How to Desecrate Our American Flag
Posted by Warm Southern Breeze on Sunday, July 4, 2010
How to Desecrate Our American flag:
Use it as clothing; place it on the ground, etc. The photog is a retired US Army LTC, MD (Lieutenant Colonel, O-5). Of all people, he SHOULD know better.
Desecration is defined as
• “the act of depriving something of its sacred character—or the disrespectful or contemptuous treatment of that which is held to be sacred by a group or individual,;”
• to “treat (a sacred place or thing) with violent disrespect; violate;”
• “to profane or violate the sacredness or sanctity of something; to remove the consecration from someone or something; to deconsecrate;”
• as “an act of disrespect or impiety towards something considered sacred;”
• and to be “treated with contempt.”
The word “desecrate” is formed from the article “de” – which means to “do the opposite of” – and the word (con)”secrate,” which means “to make holy, devote, enclose, protect.” The word “desecrate” was first used in 1674, while “consecrate” and “sacred” – the root words – were first used and originated in the 14th century, even to the 12th century French “sacrer,” and the Old Latin.
Flag desecration statute:
4 United States Code Sec. 8, Respect for flag -
(b) The flag should never touch anything beneath it, such as the ground, the floor, water, or merchandise.
(d) The flag should never be used as wearing apparel, bedding, or drapery.
(g) The flag should never have placed upon it, nor on any part of it, nor attached to it any mark, insignia, letter, word, figure, design, picture, or drawing of any nature.

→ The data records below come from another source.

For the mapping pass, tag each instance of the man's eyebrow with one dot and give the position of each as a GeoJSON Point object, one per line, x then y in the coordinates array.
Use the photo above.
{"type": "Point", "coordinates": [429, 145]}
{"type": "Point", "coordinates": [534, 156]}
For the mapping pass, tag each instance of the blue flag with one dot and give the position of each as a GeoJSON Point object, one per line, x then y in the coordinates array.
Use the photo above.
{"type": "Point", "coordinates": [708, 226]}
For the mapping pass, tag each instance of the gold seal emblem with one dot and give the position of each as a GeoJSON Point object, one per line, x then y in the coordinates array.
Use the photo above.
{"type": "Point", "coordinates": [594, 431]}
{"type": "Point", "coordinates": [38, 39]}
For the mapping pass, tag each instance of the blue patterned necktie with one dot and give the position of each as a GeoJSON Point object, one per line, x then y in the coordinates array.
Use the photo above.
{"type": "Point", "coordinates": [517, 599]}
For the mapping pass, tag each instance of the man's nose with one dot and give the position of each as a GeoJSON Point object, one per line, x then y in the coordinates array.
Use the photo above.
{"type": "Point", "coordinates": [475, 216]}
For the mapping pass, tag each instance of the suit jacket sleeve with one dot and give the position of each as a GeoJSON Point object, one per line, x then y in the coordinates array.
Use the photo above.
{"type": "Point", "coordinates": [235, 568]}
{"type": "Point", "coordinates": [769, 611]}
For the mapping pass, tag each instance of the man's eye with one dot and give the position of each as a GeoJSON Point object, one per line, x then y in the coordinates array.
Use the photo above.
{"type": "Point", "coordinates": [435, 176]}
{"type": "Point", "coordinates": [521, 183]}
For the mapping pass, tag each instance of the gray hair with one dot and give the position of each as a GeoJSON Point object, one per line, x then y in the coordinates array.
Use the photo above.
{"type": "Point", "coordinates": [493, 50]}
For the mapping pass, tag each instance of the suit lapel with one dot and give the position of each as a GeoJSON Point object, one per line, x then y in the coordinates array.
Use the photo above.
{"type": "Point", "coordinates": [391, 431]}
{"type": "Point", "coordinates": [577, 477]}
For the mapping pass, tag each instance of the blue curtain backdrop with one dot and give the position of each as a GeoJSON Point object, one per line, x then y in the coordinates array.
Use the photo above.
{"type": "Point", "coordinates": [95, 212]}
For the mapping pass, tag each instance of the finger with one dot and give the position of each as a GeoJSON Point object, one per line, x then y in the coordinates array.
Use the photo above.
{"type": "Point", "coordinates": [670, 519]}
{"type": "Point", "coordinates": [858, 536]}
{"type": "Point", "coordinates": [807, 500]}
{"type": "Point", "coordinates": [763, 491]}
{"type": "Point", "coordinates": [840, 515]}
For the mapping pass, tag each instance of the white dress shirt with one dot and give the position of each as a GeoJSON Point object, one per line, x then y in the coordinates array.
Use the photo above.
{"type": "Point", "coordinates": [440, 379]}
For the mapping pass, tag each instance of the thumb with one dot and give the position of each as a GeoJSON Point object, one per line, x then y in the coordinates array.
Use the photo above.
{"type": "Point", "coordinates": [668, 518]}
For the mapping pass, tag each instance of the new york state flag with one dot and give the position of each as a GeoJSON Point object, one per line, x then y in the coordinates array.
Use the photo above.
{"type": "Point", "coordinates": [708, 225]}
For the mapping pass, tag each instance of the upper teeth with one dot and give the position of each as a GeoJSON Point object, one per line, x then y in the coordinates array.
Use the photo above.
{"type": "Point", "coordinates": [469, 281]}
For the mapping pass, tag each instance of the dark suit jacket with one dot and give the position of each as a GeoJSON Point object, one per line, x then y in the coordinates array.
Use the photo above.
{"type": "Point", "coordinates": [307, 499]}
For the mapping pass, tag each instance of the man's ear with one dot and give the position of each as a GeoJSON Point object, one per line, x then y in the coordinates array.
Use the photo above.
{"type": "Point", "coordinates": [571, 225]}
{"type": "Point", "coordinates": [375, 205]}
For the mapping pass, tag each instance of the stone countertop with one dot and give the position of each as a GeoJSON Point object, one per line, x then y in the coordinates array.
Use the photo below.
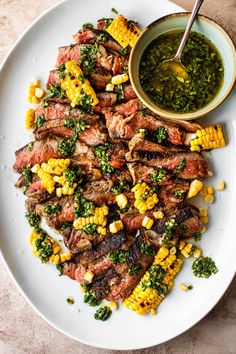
{"type": "Point", "coordinates": [21, 329]}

(j) No part of the flag should ever be used as a costume or athletic uniform.
- ref: http://uscode.house.gov/download/pls/04C1.txt
It’s difficult to say if his photographs were a sentiment of ‘I don’t give a rip,’ or ‘I’m an ignoramus.’ One would presume that he, being a retired officer, has a certain level of intelligence, and adherence to decorum and respect, even AFTER service.
For example, I have NEVER forsworn my oath to “support and defend the Constitution of the United States against all enemies, foreign and domestic; that I will bear true faith and allegiance to the same.” It’s my opinion that this does NOT speak well for him.
During my time in uniform, one of my greatest joys, and source of pride was the duty to hoist and lower the symbol of our nation’s unity – rendering Honor To The Flag. My greatest contempt was reserved for those men in uniform – some officers – whom would deliberately stay inside a building or automobile to avoid rendering their due respect by standing at attention and saluting Old Glory.
Concluding, I also endorse these sentiments: “…responding by removing freedoms is a very drastic and wrong direction… peaceful protest is NOT a threat to America. I respect the flag as much as any of you do. Believe me. I don’t burn it. I don’t plan to. But I don’t want to see peaceful American citizens thrown in jail. And I don’t want to see the current situation used as leverage in a debate that ought to be conducted rationally and logically. Seriously — if we are going to modify the constitution and remove part of the First Amendment, we need to think that through — not act out of anger or fear in the heat of passion. We don’t need an amendment to the constitution. We need to show the enemy that we will not stoop to their levels. In America, we don’t put people in jail for protesting against the government. That’s what they do in Afghanistan, China, or Iraq. Here’s my solution to the dilemma. The main cause of flag burnings since the end of the Vietnam war has been protest over flag burning laws. Flag burners in general are not “Anti-American.” The people who want to “protect the flag” have incited more flag burnings than anyone else. So, keep the law the way it is. Now and then someone will burn a flag to protest a war, or a law, or something. We should be strong enough as a country to accept criticism and allow some people to offend us now and then.”